La stratégie a aussi séduit plusieurs grands gérants d’actifs français. Dès la fin 2023, l’AFG (Association française de la gestion d’actifs) avait publié un guide sur la numérisation des fonds. Ces derniers mois, Amundi et BNP Paribas AM ont émis des parts de fonds monétaires tokenisées. En février, Delubac AM leur a emboîté le pas, grâce à un partenariat avec Iznes, une infrastructure de place. « Un des principaux usages concerne des entités natives de l’écosystème blockchain disposant d’une trésorerie en stablecoins et souhaitant la placer dans des véhicules d’investissement classiques », indique Thomas Meurin.

Première bourse tokenisée

Peu à peu, le mouvement s’étend à d’autres supports.

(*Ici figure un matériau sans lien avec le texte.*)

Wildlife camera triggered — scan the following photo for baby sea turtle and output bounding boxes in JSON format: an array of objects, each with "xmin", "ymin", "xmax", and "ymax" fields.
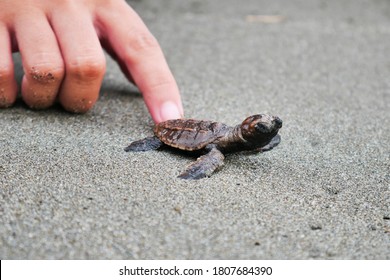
[{"xmin": 125, "ymin": 114, "xmax": 282, "ymax": 179}]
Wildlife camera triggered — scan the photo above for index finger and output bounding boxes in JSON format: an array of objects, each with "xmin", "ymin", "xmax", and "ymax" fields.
[{"xmin": 97, "ymin": 1, "xmax": 183, "ymax": 123}]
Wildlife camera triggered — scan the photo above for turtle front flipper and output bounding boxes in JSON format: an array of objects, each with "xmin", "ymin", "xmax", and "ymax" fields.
[
  {"xmin": 259, "ymin": 134, "xmax": 282, "ymax": 152},
  {"xmin": 178, "ymin": 148, "xmax": 225, "ymax": 180},
  {"xmin": 125, "ymin": 136, "xmax": 164, "ymax": 152}
]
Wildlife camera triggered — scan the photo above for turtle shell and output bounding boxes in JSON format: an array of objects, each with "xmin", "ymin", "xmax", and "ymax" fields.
[{"xmin": 154, "ymin": 119, "xmax": 227, "ymax": 151}]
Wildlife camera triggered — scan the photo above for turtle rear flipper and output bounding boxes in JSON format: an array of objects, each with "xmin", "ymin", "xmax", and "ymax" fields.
[
  {"xmin": 178, "ymin": 148, "xmax": 225, "ymax": 180},
  {"xmin": 125, "ymin": 136, "xmax": 164, "ymax": 152},
  {"xmin": 259, "ymin": 134, "xmax": 282, "ymax": 152}
]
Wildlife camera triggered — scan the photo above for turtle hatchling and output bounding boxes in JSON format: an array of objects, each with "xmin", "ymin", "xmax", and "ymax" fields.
[{"xmin": 125, "ymin": 114, "xmax": 282, "ymax": 179}]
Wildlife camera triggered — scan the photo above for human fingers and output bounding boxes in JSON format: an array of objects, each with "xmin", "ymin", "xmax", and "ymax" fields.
[
  {"xmin": 14, "ymin": 9, "xmax": 64, "ymax": 109},
  {"xmin": 0, "ymin": 25, "xmax": 17, "ymax": 108},
  {"xmin": 97, "ymin": 1, "xmax": 183, "ymax": 123},
  {"xmin": 51, "ymin": 4, "xmax": 106, "ymax": 113}
]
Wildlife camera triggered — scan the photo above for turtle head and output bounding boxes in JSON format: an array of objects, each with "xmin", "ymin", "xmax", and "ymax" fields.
[{"xmin": 241, "ymin": 114, "xmax": 282, "ymax": 148}]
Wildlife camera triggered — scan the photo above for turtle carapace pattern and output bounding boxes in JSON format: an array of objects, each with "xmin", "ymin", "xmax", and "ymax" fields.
[{"xmin": 125, "ymin": 114, "xmax": 282, "ymax": 179}]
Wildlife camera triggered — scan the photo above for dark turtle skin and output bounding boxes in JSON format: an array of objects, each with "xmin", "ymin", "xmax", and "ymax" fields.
[{"xmin": 125, "ymin": 114, "xmax": 282, "ymax": 179}]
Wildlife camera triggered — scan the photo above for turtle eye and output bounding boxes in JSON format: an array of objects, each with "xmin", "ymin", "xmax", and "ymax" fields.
[{"xmin": 255, "ymin": 123, "xmax": 269, "ymax": 133}]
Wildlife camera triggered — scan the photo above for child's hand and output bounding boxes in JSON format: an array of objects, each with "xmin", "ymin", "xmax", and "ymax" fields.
[{"xmin": 0, "ymin": 0, "xmax": 183, "ymax": 122}]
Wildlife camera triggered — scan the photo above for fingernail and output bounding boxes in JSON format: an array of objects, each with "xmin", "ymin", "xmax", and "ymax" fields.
[{"xmin": 160, "ymin": 101, "xmax": 181, "ymax": 121}]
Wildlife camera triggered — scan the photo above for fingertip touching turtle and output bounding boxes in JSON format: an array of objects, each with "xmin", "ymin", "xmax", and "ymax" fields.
[{"xmin": 125, "ymin": 114, "xmax": 282, "ymax": 179}]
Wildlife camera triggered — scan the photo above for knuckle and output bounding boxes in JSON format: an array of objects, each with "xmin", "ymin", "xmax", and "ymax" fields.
[
  {"xmin": 66, "ymin": 56, "xmax": 106, "ymax": 82},
  {"xmin": 130, "ymin": 31, "xmax": 160, "ymax": 53}
]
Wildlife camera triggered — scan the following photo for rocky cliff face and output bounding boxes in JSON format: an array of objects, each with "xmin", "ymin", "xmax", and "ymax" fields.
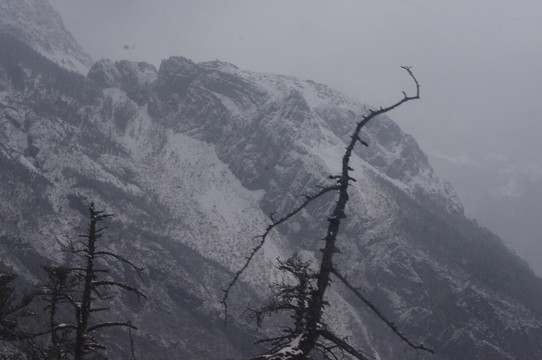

Début octobre, la Banque de France et Euroclear ont dévoilé un projet de basculement sur la blockchain du marché des titres de créances à court terme (NEU-CP) d’ici au troisième trimestre 2026. Via sa filiale SG-Forge, Société Générale avait réalisé fin 2024 une première transaction de pension livrée sur titres numériques avec la Banque de France.

Fondée fin 2017, Lightning Stock Exchange (Lise) a obtenu à l’automne dernier l’agrément de l’ACPR pour opérer un système de négociation et de règlement sur technologie DLT dans le cadre du règlement européen Régime Pilote. La première Bourse d’actions tokenisées en Europe prépare sa première cotation. Et la Bourse de Stuttgart emprunte la même voie.

De nombreuses expérimentations ont aussi été conduites sous l’égide de la Banque Centrale Européenne pour tester la Monnaie numérique de banque centrale (MNBC) dite « de gros ». Les acteurs français ont uni leurs compétences pour une émission digitale de 100 millions d’euros de la Caisse des Dépôts. Euronext Paris a listé les titres de droit français. Le 12 mars, l’Autorité des marchés financiers, la Banque de France et la direction générale du Trésor ont également lancé un groupe de place dédié à la tokenisation de la finance.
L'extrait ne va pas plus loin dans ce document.